Мирный замело по самые тамбуры; когда стихали порывы ветра, можно было увидеть лишь силуэты нескольких домиков, защищенных от пурги складками местности. Снежным одеялом покрылись скалы островов, оторвало от берега и унесло в море припайный лед, сторожевыми башнями возвышались айсберги, давным-давно севшие на мель и ставшие неотъемлемой частью здешнего пейзажа. Через месяцполтора, подумал Белов, многое переменится: могучий лед снова скует море Дейвиса, на свежий припай придут тысячи императорских пингвинов, и понемногу наступят сумерки, переходящие в долгую полярную ночь.

Припай! Был бы он сейчас, многокилометровый железобетонный припай, — никаких проблем, поднялся бы с него в два счета. Ледяной барьер — естественная и лучшая защита от стокового ветра, разогнался бы вдоль берега…

Белов знал одно: раз Семенов молчит — ему плохо. Рация здесь ни при чем; если даже вышла из строя — на Востоке есть запасной передатчик. А вот если что с дизелями — дело швах, без тепла долго не продержаться…

Остро ощутив свою беспомощность, Белов неожиданно вспомнил, как безусым мальчишкой, только что закончившим летную школу, напросился выручать друга. Было это в сорок третьем, возле Геленджика. Петьку Кольцова подбили в воздушном бою, и ребята видели, как он выбросился с парашютом на ничейную землю. Белов полетел к нему на ПО-2, и вдруг — «мессер». Немец обрадовался уж очень добыча легкая, беззащитный «кукурузник», деваться ему некуда-и рукой провел по горлу: сейчас, мол, будет тебе «чик-чик». Было очень обидно погибать без всякой драки; Белов вытащил пистолет и для очистки совести пульнул по веселому немцу. Попал! Одним-единственным выстрелом сбил «мессера»— в первом боевом вылете. И спас изумленного такой развязкой, безмерно счастливого Петьку.
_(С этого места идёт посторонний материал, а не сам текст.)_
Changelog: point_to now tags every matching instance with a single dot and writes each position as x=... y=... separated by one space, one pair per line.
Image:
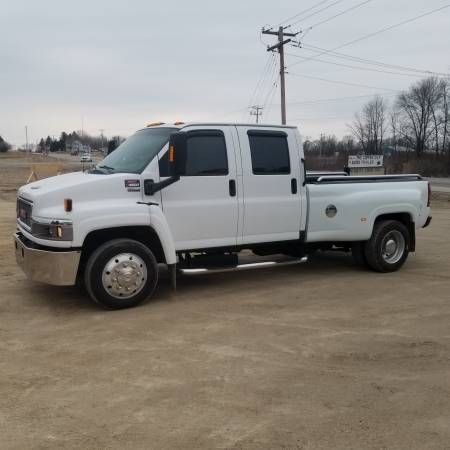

А вернулся на аэродром — комполка Савельев, Герой Советского Союза и замечательный ас, вызвал гордого своей удачей мальчишку из строя и стал ругать его на чем свет стоит. Белов стоял навытяжку, обливаясь потом и с недоумением слушая ругань: может, спутал командир? А тот перевел дух и закончил: «Ну, что мне с тобой делать2 Отлупить, в обоз перевести или наградить?» «Наградить!» — со смехом подсказали товарищи. Оказывается, ритуал был такой в савельевском полку…

— Белов тогда на ледовую разведку летал, а Мишка был у него бортмехаником. Самолет на корабле, выход в море все откладывается, и Мишка отправился на берег культурно отдохнуть. Малость перебрал, в каюту идти побоялся и лег спать в шлюпке. Проснулся-на одной ноге есть ботинок, а на другой нет, потерял по дороге. Разозлился, выкинул его в море, надел резиновые сапоги и пошел покупать новую обувку. Только ступил на берег — видит, торчит из грязи потерянный ботинок. Вытащил его, обложил задушевными словами и швырнул в набежавшую волну. Возвращается на корабль с обновой, а один матрос говорит: «Миш, не твой ботинок? В море плавал, выловили». Мишка сердечно поблагодарил, взял ботинок и с такой силой запустил его в море, что чуть сам за ним не вылетел…— Старик идет, братва!

Стряхивая с себя снег, в комнату вошел Белов. Хмуро обвел взглядом лежащих на койках товарищей.

— Дым коромыслом, посуда не вымыта Кто дежурный?